Content for Covenant · June 13, 2026

Why Gratitude Cannot Be Forced

Why thankfulness grows like a plant, not a switch you flip.

One thing I’ve learned over the years is that some things stop working the moment you try to force them. Love is one. Trust is another. Respect. And gratitude is definitely on that list.

Most people treat gratitude like something you can just decide to feel. They tell themselves to “just be thankful” or “count their blessings,” like it’s a switch they can flip. I’ve tried that. It works for a little while — maybe five or ten minutes — until something goes wrong. Then all those things you were supposed to be grateful for suddenly feel very far away.

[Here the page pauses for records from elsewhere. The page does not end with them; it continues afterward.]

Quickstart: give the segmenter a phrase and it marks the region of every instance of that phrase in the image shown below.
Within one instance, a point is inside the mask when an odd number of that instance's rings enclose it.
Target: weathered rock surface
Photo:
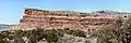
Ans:
[[[32,30],[43,29],[96,29],[109,25],[115,20],[114,15],[92,15],[90,13],[62,13],[26,9],[20,24],[12,29]]]

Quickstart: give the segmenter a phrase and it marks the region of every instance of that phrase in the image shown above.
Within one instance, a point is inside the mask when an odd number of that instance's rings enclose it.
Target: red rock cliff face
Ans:
[[[26,9],[20,26],[25,30],[35,28],[93,30],[112,22],[112,15],[73,14]]]

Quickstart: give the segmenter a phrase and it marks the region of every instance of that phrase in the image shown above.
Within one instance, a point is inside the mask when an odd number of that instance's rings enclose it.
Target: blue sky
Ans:
[[[131,12],[131,0],[0,0],[0,24],[17,24],[24,9]]]

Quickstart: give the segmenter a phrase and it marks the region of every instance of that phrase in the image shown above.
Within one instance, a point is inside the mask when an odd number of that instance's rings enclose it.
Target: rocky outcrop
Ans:
[[[13,29],[81,29],[95,30],[115,20],[112,15],[92,15],[90,13],[44,11],[26,9],[20,24]]]

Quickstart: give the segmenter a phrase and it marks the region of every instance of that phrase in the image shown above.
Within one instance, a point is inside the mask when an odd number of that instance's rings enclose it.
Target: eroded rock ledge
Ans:
[[[80,29],[95,30],[97,27],[106,26],[115,22],[114,15],[44,11],[37,9],[25,9],[20,24],[12,27],[13,30],[41,29]]]

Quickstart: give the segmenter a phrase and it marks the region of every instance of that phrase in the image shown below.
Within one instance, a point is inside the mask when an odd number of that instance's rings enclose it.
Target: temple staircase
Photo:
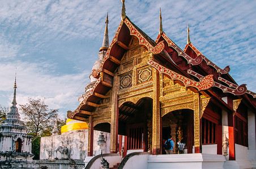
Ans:
[[[109,169],[117,169],[120,164],[120,163],[117,163],[116,165],[114,165],[113,167],[110,167]]]

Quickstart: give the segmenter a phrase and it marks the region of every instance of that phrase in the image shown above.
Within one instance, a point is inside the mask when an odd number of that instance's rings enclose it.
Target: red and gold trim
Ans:
[[[198,90],[198,91],[208,89],[212,86],[214,83],[212,74],[207,75],[200,82],[196,82],[172,71],[152,60],[148,61],[148,64],[156,68],[159,71],[160,73],[164,73],[168,75],[172,80],[178,80],[182,82],[186,87],[193,87]]]

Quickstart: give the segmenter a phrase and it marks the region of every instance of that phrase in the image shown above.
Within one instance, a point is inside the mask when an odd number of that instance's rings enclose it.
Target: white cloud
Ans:
[[[237,83],[256,92],[256,1],[125,3],[128,17],[153,39],[161,7],[164,31],[181,48],[189,23],[193,45],[219,67],[230,65]],[[111,41],[121,7],[116,0],[0,0],[0,101],[11,101],[17,68],[18,104],[45,97],[52,108],[74,110],[97,59],[106,13]]]

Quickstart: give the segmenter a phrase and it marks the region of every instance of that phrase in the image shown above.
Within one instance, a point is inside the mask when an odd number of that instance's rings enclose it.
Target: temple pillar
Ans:
[[[248,159],[253,167],[256,165],[256,117],[255,113],[248,109]]]
[[[195,153],[200,153],[200,105],[199,94],[194,94],[194,145]]]
[[[89,117],[88,124],[88,156],[93,155],[93,124],[92,115]]]
[[[178,141],[177,139],[176,134],[177,134],[177,124],[170,124],[170,135],[172,136],[172,139],[174,141],[174,148],[173,149],[173,152],[176,152],[175,150],[177,149],[177,145]]]
[[[152,113],[152,154],[160,154],[161,146],[161,114],[159,102],[159,73],[155,68],[152,69],[153,75],[153,113]]]
[[[234,149],[234,116],[233,113],[228,113],[228,141],[229,145],[229,160],[236,160]]]
[[[112,90],[111,106],[111,126],[110,126],[110,153],[117,153],[117,141],[118,132],[118,104],[117,100],[118,90],[117,76],[114,77]]]

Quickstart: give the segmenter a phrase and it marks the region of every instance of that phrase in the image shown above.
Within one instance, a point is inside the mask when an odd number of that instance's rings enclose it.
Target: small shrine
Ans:
[[[0,166],[1,168],[37,168],[32,160],[32,136],[27,133],[16,106],[16,77],[14,88],[12,105],[0,126]]]

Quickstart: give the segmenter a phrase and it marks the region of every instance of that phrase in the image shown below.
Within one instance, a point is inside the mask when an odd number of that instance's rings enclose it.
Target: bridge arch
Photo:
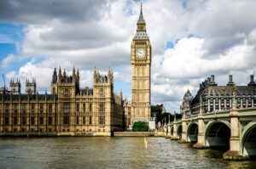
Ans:
[[[181,139],[182,138],[182,134],[183,134],[183,125],[179,124],[177,127],[177,138]]]
[[[230,149],[230,122],[227,121],[209,121],[206,126],[205,145],[221,149]]]
[[[243,155],[256,158],[256,122],[248,123],[241,134],[241,150]]]
[[[173,137],[173,125],[171,126],[170,132],[171,132],[171,137]]]
[[[188,142],[196,143],[198,135],[198,123],[191,122],[187,127]]]

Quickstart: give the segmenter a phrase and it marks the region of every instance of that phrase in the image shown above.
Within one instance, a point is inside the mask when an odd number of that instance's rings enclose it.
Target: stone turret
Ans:
[[[37,92],[37,82],[35,78],[29,80],[26,78],[26,93],[27,94],[36,94]]]
[[[9,82],[9,89],[12,94],[19,94],[20,93],[20,81],[17,78],[16,82],[12,78]]]

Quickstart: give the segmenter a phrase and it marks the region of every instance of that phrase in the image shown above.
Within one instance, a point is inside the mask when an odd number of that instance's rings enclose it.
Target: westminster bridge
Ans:
[[[185,116],[166,126],[166,137],[179,143],[194,143],[195,149],[223,148],[227,160],[256,156],[256,108]]]

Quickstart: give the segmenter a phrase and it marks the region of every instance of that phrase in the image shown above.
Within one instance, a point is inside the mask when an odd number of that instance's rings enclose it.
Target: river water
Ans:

What I’ve come to see is that gratitude doesn’t respond well to force. It’s more like a plant than a machine. You can create the conditions for it to grow, but you can’t make it appear on command. It usually shows up later than we want it to — often after we’ve lost something, or after we’ve been disappointed, or after we finally stop trying to make life go the way we planned.

I don’t think gratitude is something God demands from us as a performance. I think it’s something He lets us discover. And usually, we discover it when we’re no longer trying so hard to control everything.

The older I get, the more I believe gratitude isn’t a duty. It’s what happens when you finally see something clearly that was there the whole time.